また、特許文献4には、撮影部位から撮影オーダを生成する旨の記載は開示されているものの、撮影オーダに対応して被写体のとるべき姿勢を表示する旨は何ら記載されていない。
【0007】
上述のとおり、操作者(例えば、技師)による口頭での指示は、様々な表現が可能である反面、操作者によって指示が異なり、被写体である被験者にうまく伝わらないことも多く、特に、被写体に特定の姿勢をとらせて撮影を行いたい場合、口頭だけの指示では困難な場合が多い。

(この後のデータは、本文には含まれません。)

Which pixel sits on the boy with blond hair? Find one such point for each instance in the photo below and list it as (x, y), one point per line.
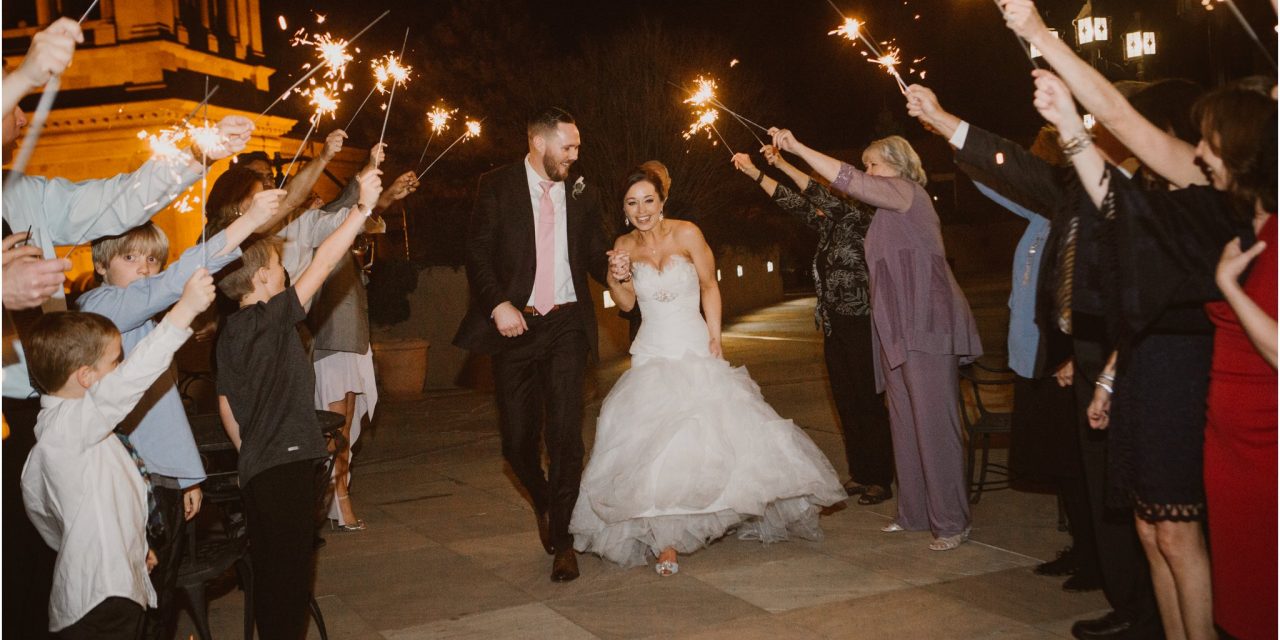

また、このため、撮影時間も長く掛かり、被写体にとっても操作者にとっても互いに負担となっていた。
【0008】
本発明の目的は、放射線撮影の撮影メニューに基づいて撮影オーダを生成し、撮影オーダに基づいて、撮影に際して被写体が保持すべき姿勢について、被写体が確認し易い位置に表示することのできる放射線撮影装置を提供することにある。
【課題を解決するための手段】
【0009】
上記課題を解決するために、本発明は、複数の撮影メニューの中から1つの撮影メニューを選択することで、選択された撮影メニューに対応した一連の撮影オーダを決定する撮影メニュー選択部と、前記一連の撮影オーダに対応する被写体への一連の指示表示を自動生成する指示表示生成部と、撮影に応じて、前記一連の撮影オーダの進行状況を検出する進行状況検出部と、前記撮影オーダに応じて、被写体への指示表示を変更する指示表示制御部と、前記指示表示制御部からの指示により前記撮影オーダに対応した前記指示表示を表示する指示表示部とを備えることを特徴とする放射線撮影装置を提供する。
【0010】
また、前記指示表示は、被写体が保持すべき姿勢を画像で示したものであることが好ましい。
【0011】
また、前記撮影オーダとは、撮影部位、撮影方向(被写体の向き)、SID、並びに、被写体の性別、体格(身長、体重)及び体厚などによって異なる放射線の曝射線量(放射線強度及び曝射時間)を含む撮影指示であることが好ましい。
【0012】
また、前記指示表示制御部は、放射線の曝射に応じて前記指示表示部に表示された前記指示表示を次の指示表示に切り替えることが好ましい。
【0013】
また、前記進行状況検出部は、放射線の曝射の回数(撮影回数)をカウントすることで、前記一連の撮影オーダの進行状況を検出することが好ましい。
【0014】
また、前記指示表示は、前記進行状況検出部により検出された前記一連の撮影オーダの進行状況を表示する進行状況表示部分を有することが好ましい。
【0015】
また、前記進行状況表示部分は、前記一連の指示表示のサムネイル画像と(前記撮影回数)/(前記一連の撮影オーダ)との少なくとも一方を表示することが好ましい。
【0016】
また、前記指示表示部は、複数有って設置位置がそれぞれ異なり、前記指示表示生成部は、1つの前記撮影オーダに対して、前記設置位置に応じた複数の指示表示を生成し、前記指示表示制御部は、前記設置位置に応じた複数の指示表示を、対応する前記指示表示部にそれぞれ表示させることが好ましい。
【0017】
また、前記設置位置に応じた複数の指示表示とは、前記設置位置方向から前記被写体を見た際に、前記被写体が保持すべき姿勢を画像で示したものであることが好ましい。
【0018】
また、前記指示表示制御部は、前記指示表示部上に、放射線の曝射までの残り時間を表示することが好ましい。
【発明の効果】
【0019】
本発明によれば、撮影オーダに応じて複数の表示部に被写体が保持すべき姿勢を表示部の方向に応じて表示することで、被写体に保持すべき姿勢を短時間でとらせることができ、一連の放射線撮影をスムースに行うことができる。
【図面の簡単な説明】
【0020】
【図1】本発明に係る放射線撮影装置の一実施形態の全体構成を示す線図的模式図である。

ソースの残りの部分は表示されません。